Nos termos desse novo dispositivo, as multas serão aplicadas de acordo com a natureza da infração (leve, média, grave ou gravíssima). Os valores dependem de as infrações estarem sujeitas a multa de natureza variável (R$ 1.000,00 a R$ 100.000,00) ou a multa de natureza per capita (R$ 1.000,00 a R$ 10.000,00).
A classificação das multas, a natureza da infração e o enquadramento por porte econômico, que é um dos critérios para arbitramento da penalidade, ainda dependem de regulamentação específica, a ser definida em ato do Poder Executivo Federal.
A MP 905 também prevê a possibilidade de pagamento de multa administrativa com desconto de 50% às empresas individuais, microempresas e empresas de pequeno porte que contem com até 20 trabalhadores, na hipótese de renúncia ao direito de interposição de recurso administrativo. Quanto às demais empresas, o desconto é de 30% nessa mesma hipótese, quando elas abrirem mão do recurso voluntário.
A regra que vigia anteriormente não fazia distinção quanto ao tipo/porte da empresa. Qualquer empregador autuado usufruiria do desconto de 50% da multa administrativa caso efetuasse o pagamento no prazo de até dez dias do recebimento da notificação, desde que não recorresse.

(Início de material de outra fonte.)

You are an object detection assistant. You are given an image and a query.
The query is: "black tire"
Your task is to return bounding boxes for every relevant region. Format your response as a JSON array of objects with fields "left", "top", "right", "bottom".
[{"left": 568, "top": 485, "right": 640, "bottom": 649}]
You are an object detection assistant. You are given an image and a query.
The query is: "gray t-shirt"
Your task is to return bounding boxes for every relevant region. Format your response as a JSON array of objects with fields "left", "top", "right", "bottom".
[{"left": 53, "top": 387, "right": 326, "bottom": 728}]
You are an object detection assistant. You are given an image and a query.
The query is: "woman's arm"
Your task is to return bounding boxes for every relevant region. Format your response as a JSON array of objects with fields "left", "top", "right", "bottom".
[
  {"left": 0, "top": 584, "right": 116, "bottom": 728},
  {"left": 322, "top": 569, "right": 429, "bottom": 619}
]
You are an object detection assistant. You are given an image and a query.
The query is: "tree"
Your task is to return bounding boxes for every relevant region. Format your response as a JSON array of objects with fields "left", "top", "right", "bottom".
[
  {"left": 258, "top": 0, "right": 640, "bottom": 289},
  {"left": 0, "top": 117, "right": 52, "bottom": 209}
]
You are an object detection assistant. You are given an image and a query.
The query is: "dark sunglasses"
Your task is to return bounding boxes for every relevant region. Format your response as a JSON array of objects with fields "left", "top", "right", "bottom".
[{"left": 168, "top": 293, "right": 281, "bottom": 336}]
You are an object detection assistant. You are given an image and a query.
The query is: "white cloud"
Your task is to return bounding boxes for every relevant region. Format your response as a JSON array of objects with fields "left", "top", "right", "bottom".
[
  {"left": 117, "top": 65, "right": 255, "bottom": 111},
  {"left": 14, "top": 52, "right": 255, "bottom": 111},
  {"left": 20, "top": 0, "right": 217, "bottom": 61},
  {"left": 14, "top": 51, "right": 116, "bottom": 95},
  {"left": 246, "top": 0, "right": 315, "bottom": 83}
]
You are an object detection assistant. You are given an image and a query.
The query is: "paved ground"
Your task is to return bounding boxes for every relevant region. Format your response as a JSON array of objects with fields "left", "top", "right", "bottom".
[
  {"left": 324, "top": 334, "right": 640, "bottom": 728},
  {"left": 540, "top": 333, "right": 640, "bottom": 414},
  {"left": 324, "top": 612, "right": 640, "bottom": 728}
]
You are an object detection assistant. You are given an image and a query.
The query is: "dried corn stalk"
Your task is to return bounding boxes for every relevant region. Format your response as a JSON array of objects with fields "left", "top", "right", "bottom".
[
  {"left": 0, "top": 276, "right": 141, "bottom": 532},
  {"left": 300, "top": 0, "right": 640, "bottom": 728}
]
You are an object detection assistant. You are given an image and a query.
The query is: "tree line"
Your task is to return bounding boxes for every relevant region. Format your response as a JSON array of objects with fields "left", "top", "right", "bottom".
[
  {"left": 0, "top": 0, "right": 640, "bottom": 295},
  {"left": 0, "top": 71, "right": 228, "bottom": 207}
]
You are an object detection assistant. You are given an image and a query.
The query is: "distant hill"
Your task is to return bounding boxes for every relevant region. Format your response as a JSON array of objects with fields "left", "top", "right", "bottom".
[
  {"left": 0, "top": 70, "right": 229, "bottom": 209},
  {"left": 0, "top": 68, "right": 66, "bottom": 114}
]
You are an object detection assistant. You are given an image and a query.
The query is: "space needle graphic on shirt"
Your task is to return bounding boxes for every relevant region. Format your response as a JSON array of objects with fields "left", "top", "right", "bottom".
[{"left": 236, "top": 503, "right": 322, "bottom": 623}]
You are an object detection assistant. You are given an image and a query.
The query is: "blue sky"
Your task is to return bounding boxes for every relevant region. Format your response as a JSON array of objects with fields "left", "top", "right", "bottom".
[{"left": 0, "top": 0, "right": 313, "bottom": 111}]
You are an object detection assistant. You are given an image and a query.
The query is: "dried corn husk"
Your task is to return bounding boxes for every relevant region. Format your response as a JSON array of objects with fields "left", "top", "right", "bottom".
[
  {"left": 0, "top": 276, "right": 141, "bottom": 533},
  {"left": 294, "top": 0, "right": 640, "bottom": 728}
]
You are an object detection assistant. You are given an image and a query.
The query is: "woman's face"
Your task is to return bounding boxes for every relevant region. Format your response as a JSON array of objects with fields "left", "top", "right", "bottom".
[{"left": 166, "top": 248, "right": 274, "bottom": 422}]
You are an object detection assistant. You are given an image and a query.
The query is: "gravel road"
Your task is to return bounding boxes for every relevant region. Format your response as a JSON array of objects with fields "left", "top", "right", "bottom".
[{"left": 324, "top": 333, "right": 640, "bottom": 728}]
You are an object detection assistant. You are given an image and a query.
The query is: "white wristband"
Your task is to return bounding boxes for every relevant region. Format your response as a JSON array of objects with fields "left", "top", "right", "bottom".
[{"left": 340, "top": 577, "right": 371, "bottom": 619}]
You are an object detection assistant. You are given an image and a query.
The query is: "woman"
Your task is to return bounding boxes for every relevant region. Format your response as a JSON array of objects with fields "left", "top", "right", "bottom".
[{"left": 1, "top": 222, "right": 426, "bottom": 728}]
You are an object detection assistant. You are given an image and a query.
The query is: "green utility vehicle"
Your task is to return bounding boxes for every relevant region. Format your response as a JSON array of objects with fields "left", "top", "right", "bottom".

(iii)Alteração nas regras de acordos firmados entre os entes de fiscalização e as empresas
Termos de Ajuste de Conduta e de Compromisso
A MP 905 também prevê que, nos casos de instauração de procedimento especial para ação fiscal que deverá orientar sobre os critérios de aplicação correta da lei, os Termos de Ajuste de Conduta e os Termos de Compromisso firmados tenham o prazo máximo de vigência de dois anos, podendo ser renovados por mais dois anos quando houver fundamentação baseada em relatório técnico.
Tal disposição beneficia as empresas signatárias dos termos, na medida em que elas não mais serão compelidas a cumprir as obrigações constantes nesses documentos ad aeternum, considerando a existência de prazo máximo para sua vigência.
A MP 905 inova também ao dispor que as empresas não poderão ser obrigadas a firmar dois acordos extrajudiciais (um com o Ministério Público do Trabalho – Termo de Ajuste de Conduta - e outro com o Ministério da Economia – Termo de Compromisso) com base na mesma infração à legislação trabalhista.